ABSTRACT

Welcome to ‘The Developing School’—your school. We would like to be able to invite you to climb aboard but, of course, you already are on board. Your school has developed, is developing and will develop. Whether you have any control over this process, however, is another matter. A key theme of this book is teacher empowerment, one aspect of which is having a sense of purchase on the change process. School development, therefore, is self-development. It is the development of your school by you and your colleagues. Much as we would like to invite you to sit back and watch the moving story, this is not what school development is about. You have to move the story; you have to make it happen. It is far more commonplace than any Magical Mystery Tour.

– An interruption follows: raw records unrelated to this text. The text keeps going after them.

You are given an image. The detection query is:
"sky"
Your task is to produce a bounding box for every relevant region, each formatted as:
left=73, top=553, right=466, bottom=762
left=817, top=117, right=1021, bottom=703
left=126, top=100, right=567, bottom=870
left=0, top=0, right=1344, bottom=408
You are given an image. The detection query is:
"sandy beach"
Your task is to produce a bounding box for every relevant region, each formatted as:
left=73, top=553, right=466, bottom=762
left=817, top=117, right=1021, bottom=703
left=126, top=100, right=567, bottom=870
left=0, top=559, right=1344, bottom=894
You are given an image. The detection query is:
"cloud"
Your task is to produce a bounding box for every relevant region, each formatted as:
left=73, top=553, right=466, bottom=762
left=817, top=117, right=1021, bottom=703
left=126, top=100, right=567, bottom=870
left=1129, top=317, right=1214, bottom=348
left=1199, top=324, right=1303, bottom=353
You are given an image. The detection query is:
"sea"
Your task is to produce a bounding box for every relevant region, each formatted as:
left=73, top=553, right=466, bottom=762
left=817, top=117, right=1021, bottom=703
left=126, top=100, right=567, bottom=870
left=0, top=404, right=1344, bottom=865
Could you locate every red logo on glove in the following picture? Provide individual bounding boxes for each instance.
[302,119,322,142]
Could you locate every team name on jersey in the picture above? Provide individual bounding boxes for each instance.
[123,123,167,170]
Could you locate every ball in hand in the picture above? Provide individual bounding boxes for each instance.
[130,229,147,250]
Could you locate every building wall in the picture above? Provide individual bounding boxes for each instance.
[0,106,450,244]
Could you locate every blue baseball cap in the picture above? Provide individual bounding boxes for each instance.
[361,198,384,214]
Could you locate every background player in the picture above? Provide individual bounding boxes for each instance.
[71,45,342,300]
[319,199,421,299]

All too often, perhaps, we have been tempted to look at school development as somewhat magical and rather mysterious. What we are offering here is an alternative scenario; one in which school development is demystified. Rather than being something which comes to you and is done to you by outsiders, the ‘experts’, we see it as something which is done by you and for you, the insiders, with appropriate outside help and in the light of external-imposed obligations. In this alternative scenario we are all experts-in different ways. We all have something important to offer. Having said this, we would also argue that school development-if it is to be successful and productive-has to become your way of life and pursued according to a particular style, your style, your ‘house style’. This book is all about this style-and how to generate it. It is vital that it becomes your style-that your school acquires what we refer to below as a development culture, which, in relation to other schools, embodies both similarity and difference and an internal capacity for moving forward.